Bitters

Nina Puro

Tonight, the glasses sweat their medicine
into our palms. Heat rises off the deck.
The nasturtiums wilt; the vegetables march in their rows.
I keep silent, keep picking at the dry skin
around my big toe. You paint yours a slick, pale blue.

The light in summer holds almost too long.
What glistens almost stings—break of light
through the trees to splinters lacking weight.
Hope unpinned from conviction.
It’s time I fear, obligations or the lack of them.

I flick my thumb, make a wet orange drop bloom,
touch it to paper, touch the paper to twigs, feed it, feed it more.
We eat onions feathered open by woodsmoke.
A fish bone gets caught in my throat.
Wait to see what shapes
will come out of the woods with dark. What eyes.

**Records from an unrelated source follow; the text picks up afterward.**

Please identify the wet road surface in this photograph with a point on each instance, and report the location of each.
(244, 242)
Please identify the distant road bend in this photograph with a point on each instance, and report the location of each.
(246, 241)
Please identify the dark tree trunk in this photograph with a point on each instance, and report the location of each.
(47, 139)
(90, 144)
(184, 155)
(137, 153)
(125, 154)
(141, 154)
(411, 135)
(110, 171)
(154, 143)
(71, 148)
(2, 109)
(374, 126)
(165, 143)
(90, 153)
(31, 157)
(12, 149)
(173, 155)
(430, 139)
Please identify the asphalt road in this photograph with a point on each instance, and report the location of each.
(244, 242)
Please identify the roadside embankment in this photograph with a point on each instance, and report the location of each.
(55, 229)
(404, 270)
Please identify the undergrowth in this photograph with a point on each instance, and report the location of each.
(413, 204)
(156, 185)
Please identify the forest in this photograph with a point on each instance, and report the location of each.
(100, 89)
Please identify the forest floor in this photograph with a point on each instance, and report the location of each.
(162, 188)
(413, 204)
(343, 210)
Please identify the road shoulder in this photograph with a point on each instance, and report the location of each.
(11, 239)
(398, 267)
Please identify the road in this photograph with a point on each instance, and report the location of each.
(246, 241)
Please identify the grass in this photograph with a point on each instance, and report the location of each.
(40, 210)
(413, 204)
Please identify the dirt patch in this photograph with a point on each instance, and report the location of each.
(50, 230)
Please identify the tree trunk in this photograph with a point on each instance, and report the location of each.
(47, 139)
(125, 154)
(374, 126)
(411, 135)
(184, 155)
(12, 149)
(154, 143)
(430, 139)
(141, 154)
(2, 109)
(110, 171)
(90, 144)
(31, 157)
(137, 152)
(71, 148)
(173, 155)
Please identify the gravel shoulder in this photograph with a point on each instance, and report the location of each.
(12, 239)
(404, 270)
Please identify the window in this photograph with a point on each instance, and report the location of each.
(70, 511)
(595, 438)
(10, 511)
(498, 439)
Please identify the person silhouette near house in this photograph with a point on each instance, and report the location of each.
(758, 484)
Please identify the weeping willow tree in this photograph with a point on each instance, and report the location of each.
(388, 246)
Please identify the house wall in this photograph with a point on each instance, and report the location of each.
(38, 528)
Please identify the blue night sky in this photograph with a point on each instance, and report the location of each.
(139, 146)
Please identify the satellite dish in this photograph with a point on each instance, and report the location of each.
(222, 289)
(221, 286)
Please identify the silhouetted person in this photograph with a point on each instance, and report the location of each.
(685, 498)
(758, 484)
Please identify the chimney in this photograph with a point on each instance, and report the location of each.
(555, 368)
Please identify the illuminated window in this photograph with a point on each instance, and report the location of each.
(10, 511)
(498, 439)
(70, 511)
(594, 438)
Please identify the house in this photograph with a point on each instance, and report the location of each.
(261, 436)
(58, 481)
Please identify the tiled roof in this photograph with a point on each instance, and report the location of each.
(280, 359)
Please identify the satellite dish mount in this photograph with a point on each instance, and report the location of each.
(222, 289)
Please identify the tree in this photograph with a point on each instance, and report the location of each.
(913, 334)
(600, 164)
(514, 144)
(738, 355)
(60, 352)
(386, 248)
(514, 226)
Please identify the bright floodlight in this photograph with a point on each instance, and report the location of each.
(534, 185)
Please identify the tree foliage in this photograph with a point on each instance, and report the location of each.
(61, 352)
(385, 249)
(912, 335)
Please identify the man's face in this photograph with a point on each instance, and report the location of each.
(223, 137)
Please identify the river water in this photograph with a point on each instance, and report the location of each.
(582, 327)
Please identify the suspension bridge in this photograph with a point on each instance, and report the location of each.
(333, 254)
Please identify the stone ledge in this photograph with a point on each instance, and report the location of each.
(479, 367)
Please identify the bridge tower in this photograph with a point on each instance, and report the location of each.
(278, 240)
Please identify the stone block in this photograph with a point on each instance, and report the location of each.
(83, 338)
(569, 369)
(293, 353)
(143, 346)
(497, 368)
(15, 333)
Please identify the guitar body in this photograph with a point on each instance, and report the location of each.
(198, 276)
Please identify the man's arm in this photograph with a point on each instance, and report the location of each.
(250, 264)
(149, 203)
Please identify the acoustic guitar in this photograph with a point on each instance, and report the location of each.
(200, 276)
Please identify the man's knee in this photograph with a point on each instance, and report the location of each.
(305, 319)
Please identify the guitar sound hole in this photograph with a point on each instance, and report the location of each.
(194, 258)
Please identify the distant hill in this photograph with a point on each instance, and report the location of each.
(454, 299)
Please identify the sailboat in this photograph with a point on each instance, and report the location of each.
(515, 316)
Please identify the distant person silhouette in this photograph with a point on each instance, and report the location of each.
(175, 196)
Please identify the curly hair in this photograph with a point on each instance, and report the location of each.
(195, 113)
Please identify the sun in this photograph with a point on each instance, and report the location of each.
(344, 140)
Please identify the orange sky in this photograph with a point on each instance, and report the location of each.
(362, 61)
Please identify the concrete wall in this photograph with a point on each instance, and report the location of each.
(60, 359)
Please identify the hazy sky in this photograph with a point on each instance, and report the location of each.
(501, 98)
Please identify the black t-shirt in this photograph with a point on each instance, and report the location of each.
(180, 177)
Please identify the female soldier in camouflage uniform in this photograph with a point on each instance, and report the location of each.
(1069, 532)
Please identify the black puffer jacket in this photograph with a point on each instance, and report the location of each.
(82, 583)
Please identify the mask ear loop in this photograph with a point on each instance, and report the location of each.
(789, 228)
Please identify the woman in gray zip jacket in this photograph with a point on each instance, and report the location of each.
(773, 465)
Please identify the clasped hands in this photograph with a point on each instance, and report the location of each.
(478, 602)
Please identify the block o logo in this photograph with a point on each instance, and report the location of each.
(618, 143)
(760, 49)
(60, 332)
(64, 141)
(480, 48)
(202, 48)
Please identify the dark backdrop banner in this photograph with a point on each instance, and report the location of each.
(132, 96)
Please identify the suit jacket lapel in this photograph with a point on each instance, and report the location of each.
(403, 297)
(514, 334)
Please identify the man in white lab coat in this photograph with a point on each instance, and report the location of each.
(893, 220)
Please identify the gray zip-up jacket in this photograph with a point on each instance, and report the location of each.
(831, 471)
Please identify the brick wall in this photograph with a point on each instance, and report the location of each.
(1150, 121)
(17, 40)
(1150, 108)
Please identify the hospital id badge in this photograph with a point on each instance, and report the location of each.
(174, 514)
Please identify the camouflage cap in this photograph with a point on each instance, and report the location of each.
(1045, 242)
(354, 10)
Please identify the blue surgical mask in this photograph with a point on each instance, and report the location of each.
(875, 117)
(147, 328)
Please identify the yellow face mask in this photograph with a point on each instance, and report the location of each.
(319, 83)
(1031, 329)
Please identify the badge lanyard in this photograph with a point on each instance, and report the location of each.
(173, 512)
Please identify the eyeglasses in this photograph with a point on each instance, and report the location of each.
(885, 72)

Circular stains overlap and widen on the wood,
changing with the hours. They map Venn diagrams
of the last year—moving closer, closer, further.
I touch hissing paper to my mouth. I am afraid.
The glasses’ marks evaporate into a stain
that is either one solitary, dark ring
or two pressed so close together they appear the same.

Eventually, the air sucks the moisture back into itself.
The stains look first like circles, then like broken curves,     
then greasy patches—finally, nothing at all.